While it was a great idea to name each person for posterity, the numbers are written on the front of the photo in India ink. Here are the identifications:
no.1 Is my feller
” 2 Nans feller
” 3 Papa
” 4 Nan
” 5 me
” 6 Mamma
” 7 Mrs. Ashcroft (a neighbor)
” 8 Miss Smith (the school teacher)
” 9 is Miss Smiths feller
” 10 Lucile
” 11 Pleasant
” 12 Mabel
That’s all she wrote. I’m sure you’ve seen other examples of photos identified with arrows or x‘s, but if you really want future generations to be able to say who’s who, follow these three steps.
1. Never write on the front.
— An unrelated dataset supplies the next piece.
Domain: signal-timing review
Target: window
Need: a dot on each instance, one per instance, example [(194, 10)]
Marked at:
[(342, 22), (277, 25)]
On the back is OK if you use a soft lead pencil for cardboard-mounted images, or a special photo-marking pen (such as a Zig marker) for 20th-century resin-coated snapshots. You can tag digital images using photo organizing or editing software.
2. Use the full name whenever possible. Wouldn’t it be great to know who “Nan’s feller” was? While this woman knew everyone’s name, it’s doubtful that identification lasted past her generation.
3. We’ll probably never know why all these folks got together on a summer’s day. If there’s a special occasion associated with the image, include a short note.
If you’re curious about when this picture was taken, look at the hats on the neighbor (7) and the school teacher (8). Those broad-brimmed, deep-crowned chapeaus were very common in the 1910 era. By the way, this is a postcard, and the design on the back first became available in late 1907.